Les éditorialistes connaissent le poids des mots. Ceux qui, dans la foulée du coup d’Etat militaire du 19 septembre, ont vu dans ce putsch une nouvelle «révolution thaïlandaise» ont été vite en besogne.

Ce qui s’est passé dans les rues de Bangkok a au contraire tous les attributs d’une «contre-révolution». Ce n’est pas pour promouvoir un certain type de gouvernement, mais pour y mettre fin que les généraux ont donné à leurs troupes l’ordre de sortir des casernes. Tous les mots employés depuis lors par les putschistes pour se justifier vont dans le même sens: il leur fallait empêcher les «dérives» dans lesquelles l’ex-Premier ministre Thaksin Shinawatra avait embarqué le royaume.

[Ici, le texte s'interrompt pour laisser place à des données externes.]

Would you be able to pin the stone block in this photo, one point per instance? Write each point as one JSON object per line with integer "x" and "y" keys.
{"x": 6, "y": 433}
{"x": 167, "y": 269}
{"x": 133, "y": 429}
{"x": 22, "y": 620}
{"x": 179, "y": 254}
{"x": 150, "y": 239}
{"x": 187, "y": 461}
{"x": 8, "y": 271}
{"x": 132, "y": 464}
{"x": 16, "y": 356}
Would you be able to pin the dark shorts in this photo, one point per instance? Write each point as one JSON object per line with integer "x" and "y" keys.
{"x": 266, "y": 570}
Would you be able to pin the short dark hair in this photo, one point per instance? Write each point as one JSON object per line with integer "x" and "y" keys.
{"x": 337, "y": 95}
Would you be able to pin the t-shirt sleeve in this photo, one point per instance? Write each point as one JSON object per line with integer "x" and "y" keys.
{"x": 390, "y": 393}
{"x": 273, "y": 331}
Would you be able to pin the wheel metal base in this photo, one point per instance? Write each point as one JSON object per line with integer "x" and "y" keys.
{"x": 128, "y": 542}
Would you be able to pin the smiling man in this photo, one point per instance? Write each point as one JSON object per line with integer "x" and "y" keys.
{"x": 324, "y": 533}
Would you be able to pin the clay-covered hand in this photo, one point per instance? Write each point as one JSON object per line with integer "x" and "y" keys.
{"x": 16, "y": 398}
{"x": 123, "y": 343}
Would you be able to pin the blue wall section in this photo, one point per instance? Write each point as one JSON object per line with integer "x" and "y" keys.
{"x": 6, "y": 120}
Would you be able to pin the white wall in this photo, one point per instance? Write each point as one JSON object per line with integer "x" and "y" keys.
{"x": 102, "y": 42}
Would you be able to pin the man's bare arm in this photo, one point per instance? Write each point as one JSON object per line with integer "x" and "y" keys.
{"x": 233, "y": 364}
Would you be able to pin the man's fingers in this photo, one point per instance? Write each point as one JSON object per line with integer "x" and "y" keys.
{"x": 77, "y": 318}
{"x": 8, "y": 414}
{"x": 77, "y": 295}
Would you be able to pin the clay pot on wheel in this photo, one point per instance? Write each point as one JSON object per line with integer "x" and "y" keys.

Le commandant en chef de l’Armée de terre, Sonthi Boonyaratklin, a même évoqué un «contre-Coup»: l’armée, en prenant le pouvoir, aurait évité une épreuve de force avec les forces anti-constitutionnelles regroupées autour du parti Thai Rak Thai (TRT).

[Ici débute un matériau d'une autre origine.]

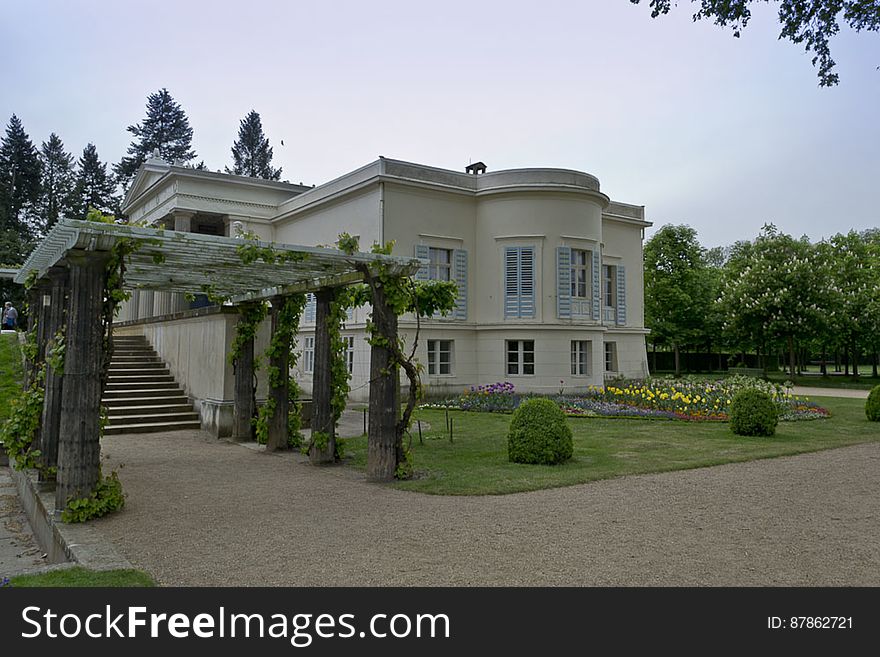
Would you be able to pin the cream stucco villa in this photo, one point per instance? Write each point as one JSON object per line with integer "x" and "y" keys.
{"x": 549, "y": 271}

La façon la plus pertinente de juger ce premier coup d’Etat militaire depuis quinze ans, est donc de s’attarder sur la réalité des «dérives» auxquelles les hommes en uniforme affirment avoir voulu mettre fin. Le règne politique du chef de gouvernement déchu a-t-il vraiment été celui de tous les excès? L’administration du pays, sous sa férule, était-elle si vérolée que seule une intervention militaire pouvait la remettre d’aplomb? Dans les deux cas, les faits ne sont pas aussi limpides que les généraux du Conseil national de sécurité (CNS) le prétendent.

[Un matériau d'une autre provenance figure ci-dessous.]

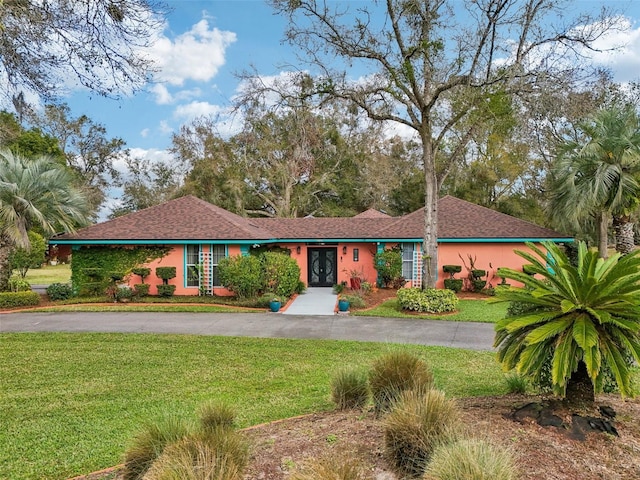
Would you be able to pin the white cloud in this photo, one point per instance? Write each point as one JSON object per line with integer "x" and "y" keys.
{"x": 196, "y": 109}
{"x": 624, "y": 61}
{"x": 194, "y": 55}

Le reproche le plus grave fait à l’ex-Premier ministre est d’avoir piétiné, grâce à des nominations d’affidés, les institutions indépendantes chargées par la Constitution de 1997 d’assurer le respect de l’Etat de droit. Il en a résulté, affirment ses détracteurs, un flot de corruption au profit de sa famille, et quantité d’abus de pouvoir dommageables. Tout cela est vrai. En politique, Thaksin Shinawatra a utilisé les mêmes ficelles que dans sa fulgurante carrière de magnat des télécommunications – facilitée, ose-t-on le rappeler, par ses juteux contacts… au sein de la police et de l’armée. Plutôt que de chercher à les convaincre, et pour éviter d’avoir à les affronter, le milliardaire a mis dans sa poche ou écarté tous ceux qui risquaient de se trouver sur son passage. Cela se nomme le clientélisme, lit naturel du populisme qui consiste à flatter l’électeur dans le sens du poil au mépris du droit et du respect des libertés pour ses adversaires, les minorités, la presse ou les populations plus fragiles. Une méthode an-tinomique, à terme, avec un exercice démocratique du pouvoir.